Trajectories of sinking particles in the Sargasso Sea: modeling of statistical funnels above deep-ocean sediment traps

Abstract

Characteristics of statistical funnels above moored deep-ocean sediment traps at the Oceanic Flux Program (OFP) site in the Sargasso Sea were determined by Lagrangian analysis of particles sinking through a realistic horizontal velocity field. Stochastic simulations support previous assertions that the trajectories of sinking particles are, for the most part, far from vertical, and that traps sample particles from rather large “catchment” areas when evaluated over long time scales (much greater than 1 year). The dimensions and geographic centers of these catchment areas are determined by the characteristics of the ocean flow field, particle sinking speeds and depth of the traps.

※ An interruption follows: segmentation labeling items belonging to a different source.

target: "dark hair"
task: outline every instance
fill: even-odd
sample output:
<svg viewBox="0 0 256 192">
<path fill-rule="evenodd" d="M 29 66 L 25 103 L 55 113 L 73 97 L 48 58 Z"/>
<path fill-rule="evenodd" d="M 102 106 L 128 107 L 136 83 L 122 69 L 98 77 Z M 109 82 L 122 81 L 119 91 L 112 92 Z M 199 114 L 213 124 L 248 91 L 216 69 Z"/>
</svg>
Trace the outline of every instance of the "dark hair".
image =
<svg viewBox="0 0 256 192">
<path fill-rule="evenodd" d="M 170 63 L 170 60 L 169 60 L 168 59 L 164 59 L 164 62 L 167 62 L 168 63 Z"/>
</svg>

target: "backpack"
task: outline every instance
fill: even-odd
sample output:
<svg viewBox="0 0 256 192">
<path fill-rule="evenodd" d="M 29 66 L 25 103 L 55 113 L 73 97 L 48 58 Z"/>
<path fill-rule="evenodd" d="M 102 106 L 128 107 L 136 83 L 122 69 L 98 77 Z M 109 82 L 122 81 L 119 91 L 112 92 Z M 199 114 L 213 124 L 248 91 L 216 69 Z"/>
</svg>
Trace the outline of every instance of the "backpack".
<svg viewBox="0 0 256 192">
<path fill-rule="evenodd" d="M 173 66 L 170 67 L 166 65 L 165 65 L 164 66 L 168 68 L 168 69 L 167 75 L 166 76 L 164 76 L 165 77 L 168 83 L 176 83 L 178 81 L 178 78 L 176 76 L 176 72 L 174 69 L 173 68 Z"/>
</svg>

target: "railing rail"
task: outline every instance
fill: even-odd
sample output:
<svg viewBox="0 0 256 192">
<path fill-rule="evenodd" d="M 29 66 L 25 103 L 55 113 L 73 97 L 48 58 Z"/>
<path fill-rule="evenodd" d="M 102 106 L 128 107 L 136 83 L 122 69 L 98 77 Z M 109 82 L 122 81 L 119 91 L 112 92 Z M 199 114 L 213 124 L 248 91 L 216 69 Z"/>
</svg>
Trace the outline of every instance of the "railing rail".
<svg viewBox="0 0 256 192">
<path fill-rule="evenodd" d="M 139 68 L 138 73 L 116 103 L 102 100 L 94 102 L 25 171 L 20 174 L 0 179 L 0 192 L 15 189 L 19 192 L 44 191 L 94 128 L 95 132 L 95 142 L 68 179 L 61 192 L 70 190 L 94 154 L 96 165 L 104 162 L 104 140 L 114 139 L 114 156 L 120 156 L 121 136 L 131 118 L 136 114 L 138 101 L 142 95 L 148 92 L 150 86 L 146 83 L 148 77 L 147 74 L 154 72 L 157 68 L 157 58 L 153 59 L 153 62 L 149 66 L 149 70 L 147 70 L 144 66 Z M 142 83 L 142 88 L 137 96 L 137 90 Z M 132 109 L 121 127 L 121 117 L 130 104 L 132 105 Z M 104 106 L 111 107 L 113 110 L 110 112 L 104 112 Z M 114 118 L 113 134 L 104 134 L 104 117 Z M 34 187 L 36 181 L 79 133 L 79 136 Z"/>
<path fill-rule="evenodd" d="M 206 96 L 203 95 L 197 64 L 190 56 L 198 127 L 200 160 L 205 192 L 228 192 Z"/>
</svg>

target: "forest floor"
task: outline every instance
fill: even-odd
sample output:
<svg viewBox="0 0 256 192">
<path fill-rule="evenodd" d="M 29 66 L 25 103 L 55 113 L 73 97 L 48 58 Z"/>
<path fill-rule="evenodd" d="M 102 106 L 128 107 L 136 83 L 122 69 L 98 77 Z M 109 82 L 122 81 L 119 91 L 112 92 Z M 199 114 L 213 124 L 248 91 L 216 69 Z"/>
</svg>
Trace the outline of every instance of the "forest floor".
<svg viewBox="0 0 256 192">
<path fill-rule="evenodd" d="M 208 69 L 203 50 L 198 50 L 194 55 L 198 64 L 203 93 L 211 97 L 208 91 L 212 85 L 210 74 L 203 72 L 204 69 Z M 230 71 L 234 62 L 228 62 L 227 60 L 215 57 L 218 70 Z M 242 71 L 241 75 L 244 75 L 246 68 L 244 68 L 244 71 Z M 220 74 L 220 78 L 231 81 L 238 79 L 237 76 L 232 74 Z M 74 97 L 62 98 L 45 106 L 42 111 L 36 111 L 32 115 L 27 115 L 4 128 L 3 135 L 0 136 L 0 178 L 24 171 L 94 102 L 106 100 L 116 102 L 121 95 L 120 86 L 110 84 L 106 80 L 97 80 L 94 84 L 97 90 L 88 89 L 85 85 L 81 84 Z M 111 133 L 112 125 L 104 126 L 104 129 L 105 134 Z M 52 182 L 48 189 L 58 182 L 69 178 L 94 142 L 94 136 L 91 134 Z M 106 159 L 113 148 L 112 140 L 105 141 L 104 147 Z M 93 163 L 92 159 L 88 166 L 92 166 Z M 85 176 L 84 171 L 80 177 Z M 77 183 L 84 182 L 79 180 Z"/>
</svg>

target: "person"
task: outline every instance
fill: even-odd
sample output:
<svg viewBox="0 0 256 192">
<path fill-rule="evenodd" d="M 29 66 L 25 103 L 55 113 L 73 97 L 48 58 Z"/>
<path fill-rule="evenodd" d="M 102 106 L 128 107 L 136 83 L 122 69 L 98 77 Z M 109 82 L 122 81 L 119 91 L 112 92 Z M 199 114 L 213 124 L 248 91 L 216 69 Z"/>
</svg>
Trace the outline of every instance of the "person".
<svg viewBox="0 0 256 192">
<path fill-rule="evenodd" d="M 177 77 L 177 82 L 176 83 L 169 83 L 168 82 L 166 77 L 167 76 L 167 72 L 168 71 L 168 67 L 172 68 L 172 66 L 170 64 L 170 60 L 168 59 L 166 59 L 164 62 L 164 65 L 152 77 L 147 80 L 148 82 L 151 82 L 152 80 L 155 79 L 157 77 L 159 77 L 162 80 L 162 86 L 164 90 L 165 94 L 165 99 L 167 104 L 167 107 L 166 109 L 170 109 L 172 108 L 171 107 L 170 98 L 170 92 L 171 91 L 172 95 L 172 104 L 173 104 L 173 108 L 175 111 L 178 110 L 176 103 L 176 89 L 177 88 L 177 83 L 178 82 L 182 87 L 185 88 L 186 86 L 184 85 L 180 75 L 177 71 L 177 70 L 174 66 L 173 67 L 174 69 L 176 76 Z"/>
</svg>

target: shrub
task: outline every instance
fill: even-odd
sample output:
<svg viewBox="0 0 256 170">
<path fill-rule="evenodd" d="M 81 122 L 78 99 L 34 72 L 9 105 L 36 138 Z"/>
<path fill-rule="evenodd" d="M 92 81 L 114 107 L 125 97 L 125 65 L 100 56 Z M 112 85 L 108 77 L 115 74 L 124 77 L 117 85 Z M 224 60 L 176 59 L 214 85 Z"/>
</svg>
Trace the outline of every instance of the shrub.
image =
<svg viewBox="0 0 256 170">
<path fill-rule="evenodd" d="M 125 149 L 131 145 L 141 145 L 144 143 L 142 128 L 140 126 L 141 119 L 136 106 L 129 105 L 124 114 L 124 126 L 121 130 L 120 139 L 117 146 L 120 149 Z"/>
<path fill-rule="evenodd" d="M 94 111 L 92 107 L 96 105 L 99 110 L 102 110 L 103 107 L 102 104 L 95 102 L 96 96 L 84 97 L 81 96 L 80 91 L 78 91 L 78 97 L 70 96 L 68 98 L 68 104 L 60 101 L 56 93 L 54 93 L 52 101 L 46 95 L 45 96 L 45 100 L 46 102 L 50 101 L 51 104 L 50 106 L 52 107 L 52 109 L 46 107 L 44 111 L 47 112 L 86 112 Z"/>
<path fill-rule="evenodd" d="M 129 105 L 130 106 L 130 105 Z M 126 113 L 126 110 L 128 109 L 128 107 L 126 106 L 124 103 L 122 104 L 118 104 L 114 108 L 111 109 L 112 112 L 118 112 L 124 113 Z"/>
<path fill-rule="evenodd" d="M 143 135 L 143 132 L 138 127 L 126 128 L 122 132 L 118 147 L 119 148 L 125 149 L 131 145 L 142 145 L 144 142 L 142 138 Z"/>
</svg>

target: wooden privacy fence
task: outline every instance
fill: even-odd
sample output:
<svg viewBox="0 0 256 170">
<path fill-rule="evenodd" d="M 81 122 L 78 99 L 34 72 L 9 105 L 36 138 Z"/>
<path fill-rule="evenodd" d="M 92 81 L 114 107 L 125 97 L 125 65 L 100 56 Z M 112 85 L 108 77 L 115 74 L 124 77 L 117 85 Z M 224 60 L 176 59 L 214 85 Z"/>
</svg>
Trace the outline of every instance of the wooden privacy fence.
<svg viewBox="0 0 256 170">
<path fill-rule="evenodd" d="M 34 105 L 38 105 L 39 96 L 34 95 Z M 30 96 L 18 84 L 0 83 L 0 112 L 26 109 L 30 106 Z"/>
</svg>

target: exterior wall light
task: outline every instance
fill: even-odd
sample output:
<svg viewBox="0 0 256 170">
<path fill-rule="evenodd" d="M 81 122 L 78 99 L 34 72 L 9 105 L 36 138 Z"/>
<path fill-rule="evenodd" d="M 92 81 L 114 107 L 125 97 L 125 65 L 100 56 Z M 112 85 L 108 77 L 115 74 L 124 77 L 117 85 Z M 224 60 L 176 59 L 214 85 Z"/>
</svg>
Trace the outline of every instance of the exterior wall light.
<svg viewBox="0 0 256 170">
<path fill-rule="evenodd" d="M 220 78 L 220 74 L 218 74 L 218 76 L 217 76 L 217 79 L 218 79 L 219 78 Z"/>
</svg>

The predicted extent and center of the 3200 m OFP trap is nearly identical to that inferred from a previous analysis of OFP trap fluxes and Coastal Zone Color Scanner (CZCS) imagery. Traps moored at different depths may collect particles originating in widely separated areas at the sea surface. This is an important issue when the catchment area is assessed over short time scales (less than 60 days), which typify the collection times of most moored sediment traps. Given the typically patchy distribution of particles and particle producers, this can result in short-period flux measurements that show little or no coherence between collections made at the same location for adjacent times or those made simultaneously but at different depths. The effects of eddy dispersion will be greater for most other oceanic regions, as the Sargasso Sea is characterized by relatively low levels of both eddy and mean kinetic energy. The results of this study demonstrate that an understanding of the temporal and spatial characteristics of the flow field above deep-ocean sediment traps is just as important to the interpretation of flux measurements as is the analysis of the material collected by the traps.